The next option was to do another "coming out of the water" type shot on the beach or lake shore, but I've done those in the past and not been too satisfied with the results (I'd love to have Sports Illustrated's experience); plus the public location makes it harder to focus on the task at hand and get the shot I need (especially if I'm naked). Besides, I really wanted to go above and beyond for the shots in this series, and I didn't want them all to have a "samey" look. That's why I was gunning for the underwater shot - it would be truly unique, as it's something I've never done before. But I'm open to compromises, because above all, I want to get this series finished, and not leave it open indefinitely.
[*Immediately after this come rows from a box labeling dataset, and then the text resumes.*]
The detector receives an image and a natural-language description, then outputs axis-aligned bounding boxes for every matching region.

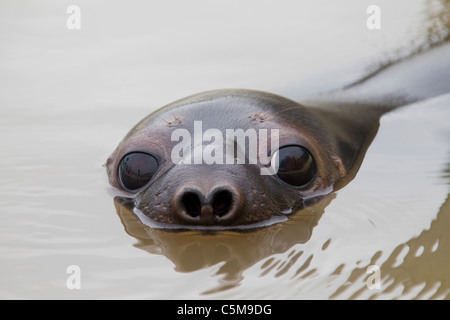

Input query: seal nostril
[212,190,233,217]
[181,192,202,218]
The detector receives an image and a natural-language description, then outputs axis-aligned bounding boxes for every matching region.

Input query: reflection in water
[331,165,450,300]
[114,194,335,292]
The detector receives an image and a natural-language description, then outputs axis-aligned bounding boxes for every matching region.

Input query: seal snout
[173,185,242,225]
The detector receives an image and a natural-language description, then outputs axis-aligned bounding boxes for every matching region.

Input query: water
[0,0,450,299]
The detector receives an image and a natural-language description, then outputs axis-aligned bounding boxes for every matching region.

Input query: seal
[106,44,450,227]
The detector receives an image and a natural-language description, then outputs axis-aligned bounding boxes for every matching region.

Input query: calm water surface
[0,1,450,299]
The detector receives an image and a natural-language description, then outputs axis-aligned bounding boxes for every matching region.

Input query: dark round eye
[272,146,316,187]
[119,152,158,191]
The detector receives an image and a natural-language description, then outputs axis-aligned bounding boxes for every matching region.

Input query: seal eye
[272,146,316,187]
[119,152,158,191]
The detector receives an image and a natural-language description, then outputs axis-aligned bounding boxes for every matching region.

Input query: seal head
[106,90,359,226]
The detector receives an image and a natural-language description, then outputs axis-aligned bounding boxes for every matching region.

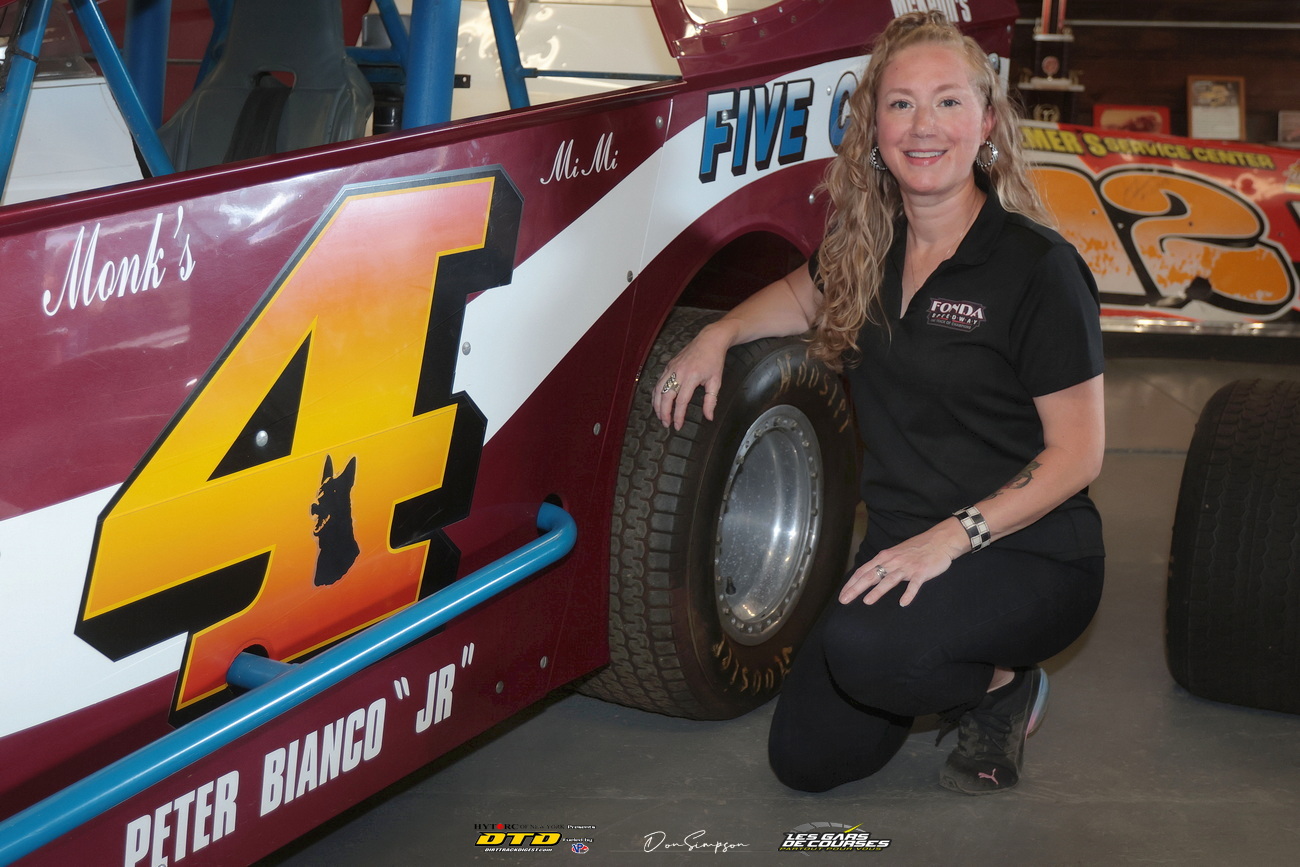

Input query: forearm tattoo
[989,460,1043,499]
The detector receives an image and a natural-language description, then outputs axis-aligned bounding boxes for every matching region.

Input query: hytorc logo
[475,831,560,849]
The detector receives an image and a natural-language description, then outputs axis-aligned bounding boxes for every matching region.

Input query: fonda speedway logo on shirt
[926,298,984,331]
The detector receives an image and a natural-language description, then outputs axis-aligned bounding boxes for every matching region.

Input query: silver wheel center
[714,406,822,645]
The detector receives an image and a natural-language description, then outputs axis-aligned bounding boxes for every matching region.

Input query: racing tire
[580,308,857,719]
[1166,380,1300,714]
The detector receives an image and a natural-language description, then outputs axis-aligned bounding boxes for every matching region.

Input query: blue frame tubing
[0,504,577,864]
[194,0,234,87]
[488,0,537,108]
[122,0,172,129]
[402,0,470,130]
[0,0,53,195]
[374,0,408,69]
[70,0,176,177]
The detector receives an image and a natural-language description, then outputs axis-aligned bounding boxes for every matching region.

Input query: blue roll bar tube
[405,0,460,130]
[122,0,172,129]
[488,0,536,108]
[0,503,577,864]
[0,0,53,201]
[70,0,174,177]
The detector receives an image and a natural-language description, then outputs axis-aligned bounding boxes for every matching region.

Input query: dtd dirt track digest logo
[780,822,889,851]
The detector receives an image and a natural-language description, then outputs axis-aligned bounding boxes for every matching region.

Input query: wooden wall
[1011,0,1300,142]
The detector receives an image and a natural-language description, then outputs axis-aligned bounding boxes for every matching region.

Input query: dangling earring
[975,139,1000,172]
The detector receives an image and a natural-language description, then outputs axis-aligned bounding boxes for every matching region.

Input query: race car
[0,0,1300,866]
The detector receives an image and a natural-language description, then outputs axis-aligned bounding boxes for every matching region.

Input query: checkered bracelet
[953,506,993,551]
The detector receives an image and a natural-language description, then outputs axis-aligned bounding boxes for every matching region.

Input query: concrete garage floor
[267,344,1300,867]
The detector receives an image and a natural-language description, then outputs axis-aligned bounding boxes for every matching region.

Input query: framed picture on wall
[1278,110,1300,147]
[1092,103,1170,134]
[1187,75,1245,142]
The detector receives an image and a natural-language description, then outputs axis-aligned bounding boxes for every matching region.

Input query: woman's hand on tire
[840,542,953,607]
[654,326,731,430]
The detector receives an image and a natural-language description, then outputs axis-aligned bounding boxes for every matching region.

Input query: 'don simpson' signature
[645,829,749,855]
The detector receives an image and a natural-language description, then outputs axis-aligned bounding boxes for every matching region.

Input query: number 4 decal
[77,170,521,721]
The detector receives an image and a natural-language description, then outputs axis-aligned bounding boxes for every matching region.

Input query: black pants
[768,545,1104,792]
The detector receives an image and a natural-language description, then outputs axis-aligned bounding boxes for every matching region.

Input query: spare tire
[1166,380,1300,714]
[580,308,857,719]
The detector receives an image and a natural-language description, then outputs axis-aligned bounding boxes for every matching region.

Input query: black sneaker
[939,668,1048,794]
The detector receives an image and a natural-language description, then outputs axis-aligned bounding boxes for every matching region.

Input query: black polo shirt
[810,190,1102,560]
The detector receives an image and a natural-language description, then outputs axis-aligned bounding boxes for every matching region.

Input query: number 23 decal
[75,169,521,721]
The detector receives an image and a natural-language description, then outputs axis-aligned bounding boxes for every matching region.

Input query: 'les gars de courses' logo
[77,170,520,720]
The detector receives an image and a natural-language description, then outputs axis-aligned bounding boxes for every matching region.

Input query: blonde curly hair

So one day I was doing yard work in the ninety degree late summer heat, and it crossed my mind that I could cool off by spraying myself with the garden hose. That's when I noticed the rainbows that the spray created, and an idea was born - how cool would it be to do a "running/jumping through the sprinkler" shot, with a rainbow in the frame? I'd like to be able to say that the rest is history, but there's a little more to this story yet. I didn't have enough time before the sun dropped below the treeline to do the shoot right then and there (and you need the sun to get rainbows), so I had to schedule it for another day. Unfortunately, that was the last day of a long 80+ degree streak, before the weather dropped down a good ten to fifteen degrees for several days. When you're outside getting wet, the warmer the temperature is, the better.
But I had to shoulder on anyway. First, however, I had to master the trick of creating rainbows. The process is simple enough - spray some water in direct sunlight. But if you're going to be taking pictures - especially ones that are framed and composed well, and shot with a remote - you need to be able to predict where the rainbow will show up, and make sure it's in a good spot in the frame. And even though a rainbow will move as you move your head (or camera - whatever device is "seeing" the rainbow), it'll only turn up in a particular direction, and at a particular circular angle. So I had to brush up on the science of rainbows (it's pretty fascinating stuff). You probably know that they're caused by sunlight being reflected and refracted in droplets of water. But did you know that if you stand with your back to the sun, the rainbow will appear in a circular arc 42.52 degrees from the spot on the ground where the shadow of your head falls?
Armed with this knowledge, I temporarily experimented with constructing a "rainbow finder" out of a paper cone, scratching down all sorts of trigonometric equations and ratios. Then I decided to just go out in the yard with a camera and my garden hose, and play it by ear. I think the results turned out pretty well. I mean, I would have liked a more prominent rainbow, but under the conditions, I'm happy with what I got. It adds some extra flair to that corner, making the image more interesting overall. (And it's all natural - no Photoshop here!).